NEW YORK (Reuters) - Oil fell on Wednesday in choppy trading after weekly data showed another build in U.S. crude inventories, just as the market began to recover from an initial Brexit-like reaction to Donald Trump's surprise victory in the U.S. presidential election.
The Energy Information Administration said U.S. crude stockpiles rose 2.5 million barrels last week, a million more than analysts had forecast. [EIA/S]
The build was not as big a shock as the previous week's record 14 million-barrel build but data also showed rising domestic production.
"The dramatic increase of 170,000 barrels per day in crude production is clearly bearish and should cause concern among the OPEC members trying to determine cuts and quotas," said James L. Williams, energy economist at WTRG Economics in London, Arkansas.
Brent crude was down 13 cents at $45.91 a barrel by 11:23 a.m. ET (1623 GMT), after slipping to a three-month low earlier. U.S. crude was down 9 cents to $44.89.
Crude had tumbled as much as 4 percent with U.S. crude slipping to near $43 - a near two-month low - early in the session in the immediate aftermath of the U.S. presidential election results.

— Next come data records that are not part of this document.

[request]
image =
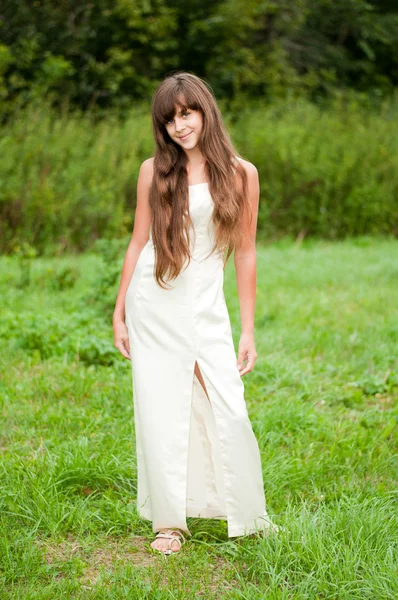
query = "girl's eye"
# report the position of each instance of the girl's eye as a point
(184, 114)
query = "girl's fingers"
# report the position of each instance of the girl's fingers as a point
(123, 350)
(249, 367)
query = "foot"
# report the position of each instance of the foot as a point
(165, 544)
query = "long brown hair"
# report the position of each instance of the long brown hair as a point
(168, 196)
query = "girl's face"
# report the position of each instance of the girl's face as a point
(185, 127)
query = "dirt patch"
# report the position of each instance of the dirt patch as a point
(90, 559)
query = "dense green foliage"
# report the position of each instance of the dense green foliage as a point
(322, 400)
(68, 180)
(109, 52)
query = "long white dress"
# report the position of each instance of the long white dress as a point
(197, 455)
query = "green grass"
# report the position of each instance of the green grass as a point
(322, 400)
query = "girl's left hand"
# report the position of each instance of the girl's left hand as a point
(247, 352)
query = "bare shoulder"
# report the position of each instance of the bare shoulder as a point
(251, 170)
(146, 171)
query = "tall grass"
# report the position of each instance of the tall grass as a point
(67, 180)
(322, 400)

The selloff was part of a broad-based market reaction where investors fled risky assets such as stocks and the dollar, which have since turned positive.
With Trump's win, the Organization of the Petroleum Exporting Countries (OPEC) face the prospect of increased U.S. oil output - a major bugbear for the 14-country oil-producing cartel - given his pledge to open all federal land and waters for fossil fuel exploration.
Oil analysts also say while Trump's victory raised concerns about future economic growth and oil demand, there were supportive factors for prices such as a potential shift in U.S. policy towards Iran.
"It remains to be seen whether U.S. President Trump will revoke the nuclear agreement with Iran that he has criticised so strongly," Commerzbank said in a note.
"If so, oil prices would presumably rise."
Trump has criticised the West's nuclear deal with Iran, an accord that has allowed Tehran to increase crude exports sharply this year. Iran said Trump should stay committed to the deal.
Despite a recovery from 12-year lows hit early this year, oil prices are still less than half of their level of mid-2014, pressured by excess supplies. Other analysts cited bearish impacts from the election result.
Daniel Yergin, vice-chairman of analysis firm IHS Markit and author of The Prize, a well known history of the oil industry, said it could compound supply-side headwinds with demand concerns.
"The outcome of the U.S. election adds to the challenges for the oil exporters because it likely leads to weaker economic growth in an already fragile global economy," he said. "And that means additional pressure on oil demand."
In an attempt to boost prices, the OPEC agreed in September to cut output, although investor doubts have grown that it will be able to implement the deal at its next meeting on Nov. 30.